Saturday, 15 July 2006
127-3

Mid-Miocene Nitrate Paleosols from the Atacama Desert: Implications for the Antiquity of the Atacama Desert.

Jason A. Rech1, Brian S. Currie1, Angela Cowan1, and Gregory Michalski2. (1) Miami Univ, 114 Shideler Hall, Oxford, OH 45056, (2) Purdue Univ, 550 Stadium Mall Dr., West Lafayette, IN 47907

The Atacama Desert in northern Chile is the driest location on Earth. Soils, with high concentrations of soluble salts including nitrates, chlorides, sulfates, and even perchlorates, provide direct evidence for this extreme aridity (Ericksen, 1981, Rech, 2003). However, there is little agreement among research as to the age, and cause, for the onset of extreme aridity. Dunai et al., 2005, suggest that this extreme aridity began 25 million years ago (Mya) and was the result of global climate change.
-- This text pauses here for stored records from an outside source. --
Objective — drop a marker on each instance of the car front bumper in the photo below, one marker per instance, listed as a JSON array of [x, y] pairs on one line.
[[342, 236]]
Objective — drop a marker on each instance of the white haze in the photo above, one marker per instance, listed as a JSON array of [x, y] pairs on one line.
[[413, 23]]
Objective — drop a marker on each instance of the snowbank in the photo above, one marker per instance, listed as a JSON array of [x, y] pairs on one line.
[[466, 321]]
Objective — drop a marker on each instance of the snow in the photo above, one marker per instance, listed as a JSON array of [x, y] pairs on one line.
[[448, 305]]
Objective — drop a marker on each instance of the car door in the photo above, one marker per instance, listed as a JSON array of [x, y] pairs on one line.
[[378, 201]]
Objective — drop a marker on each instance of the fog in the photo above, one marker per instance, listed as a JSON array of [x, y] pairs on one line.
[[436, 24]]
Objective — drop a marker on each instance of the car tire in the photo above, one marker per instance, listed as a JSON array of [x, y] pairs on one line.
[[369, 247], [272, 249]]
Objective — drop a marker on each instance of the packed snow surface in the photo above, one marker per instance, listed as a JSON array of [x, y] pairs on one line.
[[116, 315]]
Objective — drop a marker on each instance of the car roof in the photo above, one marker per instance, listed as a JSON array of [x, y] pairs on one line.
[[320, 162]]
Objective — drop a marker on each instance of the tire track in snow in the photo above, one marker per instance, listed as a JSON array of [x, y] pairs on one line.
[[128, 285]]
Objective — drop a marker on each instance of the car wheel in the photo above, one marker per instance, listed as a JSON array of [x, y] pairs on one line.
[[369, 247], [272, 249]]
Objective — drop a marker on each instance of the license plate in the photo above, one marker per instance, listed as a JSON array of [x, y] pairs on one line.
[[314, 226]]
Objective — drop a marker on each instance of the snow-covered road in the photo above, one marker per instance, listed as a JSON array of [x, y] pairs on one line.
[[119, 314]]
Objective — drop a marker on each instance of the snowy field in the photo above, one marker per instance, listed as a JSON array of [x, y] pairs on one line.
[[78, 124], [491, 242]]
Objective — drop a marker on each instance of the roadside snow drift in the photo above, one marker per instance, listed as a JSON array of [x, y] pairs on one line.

Alpers and Brimhall, 1988, argue that hyperaridity began around 14 Mya and was primarily the result of the uplift of the Andes Mountains to a paleoelevation capable of blocking Amazon air masses, whereas Hartly and Chong argue that the initiation of hyperaridity dates to 3 Mya, and was related to global climate change.Here we present evidence of the morphological characteristics, salt chemistry, and mass independent fractionation anomalies (D17O values) in dated paleosols to reconstruct a Middle Miocene (17-13 Mya) climatic transition from semi-aridity to hyper-aridity in the Atacama Desert. Paleosols along the southeastern margin of the Calama Basin change from Vertisols with root traces, slickensides, gleyed horizons, and calcium carbonate nodules to an extremely well-developed Aridisol with a massive (3m) petrogypsic horizon (Fig. 1). The petrogypsic horizon has a high bulk density, >2.0 g/cm2, and contains 10-45 wt. % SO4, or ~20-90% gypsum. Petrographic analysis of the Bym horizon shows a complex history of precipitation and dissolution of pedogenic salts, analogous to modern soils in the Atacama. Between 1.5-3.5m depth is a petrosalic horizon that contains up to ~2.5% NO3, 0.5% Cl, and trace amounts of perchlorate. We interpret this transition from Vertisols to nitrate Aridisols, which occurred between ~17-13 Ma, to represent a change in precipitation from >200 mm/yr to <20mm/yr based on the relationship between these soils and precipitation in northern Chile today. This drastic reduction in precipitation likely resulted from uplift of the Andes to elevations >2km, which blocked moisture from the South American Summer Monsoon from entering the Atacama.